When leaving the museum, we were quoted too high for a ride back to the Old City and Michael asked about the meter. The driver agreed and estimated the cost. For us, it was still too high, so we said no thanks and walked away. But the driver wouldn’t leave us alone. Eventually, he called Michael a son of a bitch. Then there were the teenagers in a quiet, narrow section of the Christian Quarter. After ignoring their harassing calls, we politely said “goodbye” in Arabic and received a “Fuck You All” in return.On a few occasions we encountered children whose English “Hello” was immediately followed by a phrase like “Give me a dollar”. Finally, every girl in my hostel dorm had a story about mild verbal (and sometimes physical) harassment from the disrespectful males in the Muslim Quarter of Jerusalem’s Old City.
It was all about contrast. You might say: Rude people can be found all over the earth. Harassment of a single female is nothing new. But in Turkey, Syria, Lebanon, Northern Iraq and Jordan, it was mild or non-existent. Here, not so.
We had surmised earlier in the week that this was how tourists ruined a town. When kids know that people have money, they begin to beg. When shopkeepers know another tourist is around the bend, smiles don’t come with a transaction. When you’re a dime a dozen, people don’t care where you’re from.
But we knew, too, that we were seeing this country’s conflict in color. Just to be sure we fully understood, our journey from Ramallah back to Jerusalem would put us in the very humiliating shoes the Palestinians had been wearing for years.
When the bus arrived at the “border” between the West Bank and Israel, everyone filed off the bus and into a bus-terminal-like shelter with their passport in hand. People hurried. We followed suit.
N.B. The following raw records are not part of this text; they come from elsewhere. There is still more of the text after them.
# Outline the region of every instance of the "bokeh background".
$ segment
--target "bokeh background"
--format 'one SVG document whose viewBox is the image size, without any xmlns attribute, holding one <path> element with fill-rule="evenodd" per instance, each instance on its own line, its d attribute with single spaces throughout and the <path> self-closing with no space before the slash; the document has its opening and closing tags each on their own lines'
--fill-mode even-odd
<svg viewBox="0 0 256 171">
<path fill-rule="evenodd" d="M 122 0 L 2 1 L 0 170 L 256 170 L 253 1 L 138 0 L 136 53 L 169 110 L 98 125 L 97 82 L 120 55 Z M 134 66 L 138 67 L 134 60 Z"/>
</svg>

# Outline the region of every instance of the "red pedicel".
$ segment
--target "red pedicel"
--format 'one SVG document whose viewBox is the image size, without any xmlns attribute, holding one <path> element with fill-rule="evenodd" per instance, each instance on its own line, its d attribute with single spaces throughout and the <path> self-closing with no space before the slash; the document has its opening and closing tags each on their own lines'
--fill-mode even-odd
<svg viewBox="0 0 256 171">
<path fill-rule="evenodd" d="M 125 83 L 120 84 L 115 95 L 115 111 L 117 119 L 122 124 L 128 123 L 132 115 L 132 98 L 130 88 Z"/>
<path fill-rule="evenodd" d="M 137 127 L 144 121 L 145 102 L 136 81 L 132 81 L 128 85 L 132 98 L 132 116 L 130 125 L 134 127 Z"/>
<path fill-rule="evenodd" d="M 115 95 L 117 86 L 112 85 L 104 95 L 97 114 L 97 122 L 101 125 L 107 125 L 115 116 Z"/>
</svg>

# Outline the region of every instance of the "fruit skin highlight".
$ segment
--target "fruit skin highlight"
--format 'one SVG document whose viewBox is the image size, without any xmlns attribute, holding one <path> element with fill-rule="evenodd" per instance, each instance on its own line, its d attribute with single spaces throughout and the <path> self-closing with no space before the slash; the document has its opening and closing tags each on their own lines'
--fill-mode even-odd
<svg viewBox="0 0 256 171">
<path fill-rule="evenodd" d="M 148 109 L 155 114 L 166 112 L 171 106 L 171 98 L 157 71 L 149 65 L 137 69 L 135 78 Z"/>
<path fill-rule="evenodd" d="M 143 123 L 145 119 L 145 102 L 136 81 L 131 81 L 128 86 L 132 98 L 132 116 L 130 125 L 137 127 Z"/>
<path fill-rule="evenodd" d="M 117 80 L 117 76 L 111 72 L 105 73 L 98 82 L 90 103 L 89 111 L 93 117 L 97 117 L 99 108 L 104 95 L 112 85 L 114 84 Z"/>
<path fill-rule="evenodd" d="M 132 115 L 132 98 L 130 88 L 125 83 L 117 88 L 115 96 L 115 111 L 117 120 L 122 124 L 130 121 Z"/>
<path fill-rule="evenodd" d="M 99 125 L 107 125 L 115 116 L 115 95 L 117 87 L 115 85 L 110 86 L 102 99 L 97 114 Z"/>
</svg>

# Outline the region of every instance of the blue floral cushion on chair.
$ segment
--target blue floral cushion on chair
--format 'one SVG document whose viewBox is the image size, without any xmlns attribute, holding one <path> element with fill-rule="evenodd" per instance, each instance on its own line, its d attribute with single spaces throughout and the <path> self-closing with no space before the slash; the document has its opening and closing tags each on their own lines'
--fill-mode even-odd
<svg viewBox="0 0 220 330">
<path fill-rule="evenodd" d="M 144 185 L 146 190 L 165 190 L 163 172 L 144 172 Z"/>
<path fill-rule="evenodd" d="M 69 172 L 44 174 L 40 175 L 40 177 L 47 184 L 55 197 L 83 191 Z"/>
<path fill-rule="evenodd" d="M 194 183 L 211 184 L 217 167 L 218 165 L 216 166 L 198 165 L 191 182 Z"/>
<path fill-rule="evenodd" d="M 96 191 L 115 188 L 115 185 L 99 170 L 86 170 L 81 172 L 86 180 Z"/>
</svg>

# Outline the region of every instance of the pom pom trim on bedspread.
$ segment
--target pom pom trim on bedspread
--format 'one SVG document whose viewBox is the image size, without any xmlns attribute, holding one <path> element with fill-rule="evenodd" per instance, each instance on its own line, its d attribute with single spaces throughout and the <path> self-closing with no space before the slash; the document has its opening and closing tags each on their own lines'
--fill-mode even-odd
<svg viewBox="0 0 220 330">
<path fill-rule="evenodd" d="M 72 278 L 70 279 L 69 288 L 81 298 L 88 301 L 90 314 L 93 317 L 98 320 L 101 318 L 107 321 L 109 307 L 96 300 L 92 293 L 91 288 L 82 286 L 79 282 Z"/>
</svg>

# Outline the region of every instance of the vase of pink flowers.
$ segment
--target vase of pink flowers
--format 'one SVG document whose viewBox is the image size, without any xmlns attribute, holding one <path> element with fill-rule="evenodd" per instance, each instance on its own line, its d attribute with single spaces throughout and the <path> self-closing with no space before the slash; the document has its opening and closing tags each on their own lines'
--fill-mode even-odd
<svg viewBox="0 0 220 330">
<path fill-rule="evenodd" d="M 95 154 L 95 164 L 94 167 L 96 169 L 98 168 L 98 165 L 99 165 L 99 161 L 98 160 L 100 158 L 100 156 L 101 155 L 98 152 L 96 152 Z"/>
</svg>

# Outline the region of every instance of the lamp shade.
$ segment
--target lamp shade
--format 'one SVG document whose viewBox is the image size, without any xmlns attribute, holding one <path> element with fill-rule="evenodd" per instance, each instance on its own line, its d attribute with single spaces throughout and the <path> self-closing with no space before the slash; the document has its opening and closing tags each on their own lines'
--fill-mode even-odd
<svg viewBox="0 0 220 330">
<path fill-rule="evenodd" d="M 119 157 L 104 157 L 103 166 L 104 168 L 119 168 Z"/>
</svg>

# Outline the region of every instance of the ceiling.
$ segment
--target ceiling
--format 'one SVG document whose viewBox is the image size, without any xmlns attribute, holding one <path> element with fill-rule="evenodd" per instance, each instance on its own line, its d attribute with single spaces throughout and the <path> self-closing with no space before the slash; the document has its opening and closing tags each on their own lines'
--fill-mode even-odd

Soon, there was a row of entrances (or were they exits?) divided by concrete walls. Each had a tall cage turnstile and a red and green light above it. Through the other side, I could see a conveyer belt and an overhead airport style metal detector. But I didn’t see a person.
Each entrance had its own restless crowd. Like grocery check outs, there was lane switching and strategy. Some entrances seemed to have longer green lights than others. Some people got caught between grates. I felt a definite sense of panic that I can’t really explain. I just wanted out of there. I didn’t like the desperation, the cell-phone conversations, the looking around. Was something different about today? If so many Palestinians were crossing into Jerusalem, then this must be a routine procedure. And if it’s a routine procedure, the Palestinians must be familiar with it. And if that was true, why wasn’t everyone just waiting their turn? Why the panic?
I really don’t know. But I knew it when I felt it.
It’s been so seldom on this trip that we’ve actually FELT the way the newspaper implies we might feel in a given country. Yet there was no danger here. No potential bomb. Just a taste of the tension.